Everyone makes excellent points.
However, having had time during my horribly long commute to think about this, I think I phrased the question wrong. Or, maybe the conversation needs widening.
There is a lot of discussion on ‘mechanics’ and Andrew makes the excellent point that this has been discussed since pretty much forever. I vaguely remember being part of a discussion with Gareth Rees (whatever happened to him?) and others around compass directions and whether or not there was a better approach back on r.a.if in the nineties (I can’t remember the conclusion - probably ‘no’) However, I’m talking about the text. The text is all there is in parser IF, and, unlike any other narrative text which needs to establish a million things like voice, context, narrative, plot, character, etc…etc… IF text is also required to cue the player/reader - to do stuff - to interact with the text in a way that drives the narrative. Which includes giving the player enough information to move around the game.

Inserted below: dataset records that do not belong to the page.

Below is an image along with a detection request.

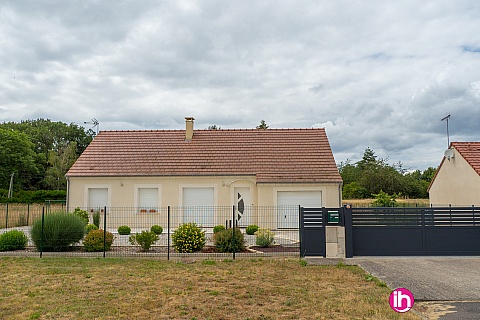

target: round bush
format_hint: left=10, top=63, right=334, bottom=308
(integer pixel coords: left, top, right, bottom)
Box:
left=30, top=212, right=85, bottom=251
left=213, top=224, right=225, bottom=233
left=73, top=207, right=88, bottom=225
left=0, top=230, right=28, bottom=251
left=117, top=226, right=132, bottom=236
left=255, top=229, right=275, bottom=248
left=245, top=224, right=258, bottom=235
left=150, top=224, right=163, bottom=235
left=128, top=230, right=159, bottom=251
left=172, top=222, right=205, bottom=253
left=86, top=223, right=98, bottom=234
left=214, top=228, right=245, bottom=252
left=83, top=229, right=114, bottom=252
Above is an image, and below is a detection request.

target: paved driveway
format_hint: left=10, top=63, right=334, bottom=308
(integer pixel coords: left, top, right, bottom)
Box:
left=346, top=257, right=480, bottom=320
left=347, top=257, right=480, bottom=301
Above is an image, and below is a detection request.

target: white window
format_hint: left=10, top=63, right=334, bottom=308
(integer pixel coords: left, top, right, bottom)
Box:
left=138, top=188, right=158, bottom=213
left=88, top=188, right=108, bottom=212
left=183, top=187, right=215, bottom=227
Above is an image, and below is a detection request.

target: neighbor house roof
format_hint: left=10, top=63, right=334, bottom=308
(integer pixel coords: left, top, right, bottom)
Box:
left=427, top=142, right=480, bottom=191
left=67, top=129, right=342, bottom=183
left=451, top=142, right=480, bottom=175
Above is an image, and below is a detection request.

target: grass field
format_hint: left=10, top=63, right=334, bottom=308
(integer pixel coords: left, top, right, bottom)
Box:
left=0, top=258, right=419, bottom=319
left=342, top=199, right=430, bottom=208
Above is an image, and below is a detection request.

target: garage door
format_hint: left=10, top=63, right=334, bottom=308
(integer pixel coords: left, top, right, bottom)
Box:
left=183, top=187, right=215, bottom=227
left=88, top=188, right=108, bottom=210
left=277, top=191, right=322, bottom=229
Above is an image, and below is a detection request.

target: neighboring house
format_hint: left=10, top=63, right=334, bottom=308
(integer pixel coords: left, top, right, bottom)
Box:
left=428, top=142, right=480, bottom=206
left=66, top=118, right=342, bottom=228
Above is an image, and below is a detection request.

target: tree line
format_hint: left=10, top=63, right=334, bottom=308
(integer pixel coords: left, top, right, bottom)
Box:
left=338, top=148, right=436, bottom=199
left=0, top=119, right=95, bottom=198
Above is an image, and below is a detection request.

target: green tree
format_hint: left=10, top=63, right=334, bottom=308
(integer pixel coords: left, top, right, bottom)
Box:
left=257, top=120, right=268, bottom=129
left=0, top=128, right=38, bottom=190
left=0, top=119, right=95, bottom=190
left=338, top=148, right=435, bottom=199
left=45, top=142, right=78, bottom=190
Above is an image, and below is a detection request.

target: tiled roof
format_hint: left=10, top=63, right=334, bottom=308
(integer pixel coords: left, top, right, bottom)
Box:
left=67, top=129, right=342, bottom=183
left=451, top=142, right=480, bottom=175
left=427, top=142, right=480, bottom=191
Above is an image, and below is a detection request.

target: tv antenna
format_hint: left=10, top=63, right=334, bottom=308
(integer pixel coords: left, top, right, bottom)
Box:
left=83, top=118, right=100, bottom=135
left=441, top=113, right=452, bottom=149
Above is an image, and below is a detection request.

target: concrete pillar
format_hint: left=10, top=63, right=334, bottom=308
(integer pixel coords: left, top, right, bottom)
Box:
left=325, top=226, right=345, bottom=258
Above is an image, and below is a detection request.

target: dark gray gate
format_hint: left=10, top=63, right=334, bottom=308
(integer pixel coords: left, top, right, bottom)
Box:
left=345, top=207, right=480, bottom=257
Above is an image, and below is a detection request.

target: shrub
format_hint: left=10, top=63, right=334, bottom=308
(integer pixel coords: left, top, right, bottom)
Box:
left=83, top=229, right=115, bottom=252
left=245, top=224, right=258, bottom=235
left=172, top=222, right=205, bottom=253
left=86, top=223, right=98, bottom=234
left=150, top=224, right=163, bottom=235
left=370, top=190, right=398, bottom=207
left=214, top=228, right=245, bottom=252
left=117, top=226, right=132, bottom=236
left=255, top=229, right=275, bottom=248
left=213, top=224, right=225, bottom=233
left=73, top=207, right=88, bottom=225
left=128, top=230, right=159, bottom=251
left=0, top=230, right=28, bottom=251
left=30, top=212, right=85, bottom=251
left=92, top=210, right=100, bottom=228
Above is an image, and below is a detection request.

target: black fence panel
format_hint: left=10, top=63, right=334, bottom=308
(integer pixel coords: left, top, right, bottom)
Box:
left=0, top=204, right=300, bottom=260
left=300, top=208, right=327, bottom=257
left=346, top=207, right=480, bottom=256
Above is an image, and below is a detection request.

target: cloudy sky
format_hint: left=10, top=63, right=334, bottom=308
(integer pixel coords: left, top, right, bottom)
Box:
left=0, top=0, right=480, bottom=170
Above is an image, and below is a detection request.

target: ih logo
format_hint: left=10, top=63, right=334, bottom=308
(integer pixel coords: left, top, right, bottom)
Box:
left=390, top=288, right=414, bottom=312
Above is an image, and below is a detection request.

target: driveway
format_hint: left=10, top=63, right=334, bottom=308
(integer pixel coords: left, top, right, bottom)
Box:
left=344, top=257, right=480, bottom=320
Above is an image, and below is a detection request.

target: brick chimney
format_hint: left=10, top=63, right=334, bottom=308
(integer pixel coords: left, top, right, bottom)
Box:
left=185, top=117, right=195, bottom=141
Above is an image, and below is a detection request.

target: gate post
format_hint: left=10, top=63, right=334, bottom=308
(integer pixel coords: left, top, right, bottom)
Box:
left=342, top=204, right=353, bottom=258
left=298, top=206, right=305, bottom=258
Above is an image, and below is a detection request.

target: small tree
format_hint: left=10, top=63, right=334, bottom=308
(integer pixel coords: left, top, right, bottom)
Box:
left=370, top=190, right=398, bottom=207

Andrew made the point that “I guess my view is that in traditional IF, the compass directions are not competing with the prose, nor distracting from it.” but I disagree slightly. For a ‘traditional IF’ game in which puzzles and goals are everything, fair enough. But in a game in which narrative voice and story are at the forefront, maybe so.
It feels like the ‘structure’ of an IF narrative has remained the same forever. Take a location description. In general, I would argue that 90% of location descriptions take the form of :
Going from a Scott Adams ish
Exits : NSEW
You can see: tree.
…has the way the author present the text to the player really changed in the last 30 years? The argument is: For us, this works. We’re used to it. We’ve always done it that way. Doesn’t make it right.
My original question was : ‘How do I elegantly embed a directional mechanic in the text without it being clunky and breaking player immersion, while still giving the player enough information so they don’t get irritated’
Given Twine and it’s ilk, which really does enable complete integration of game mechanic and text, I think the discussion really ought to be, for parser IF, ‘Does the traditional structuring of narrative elements within IF need a re-think?’ ‘Is there a way of more closely integrating game mechanic within the text?’
I don’t know the answers to this, of course. But I thought it interesting.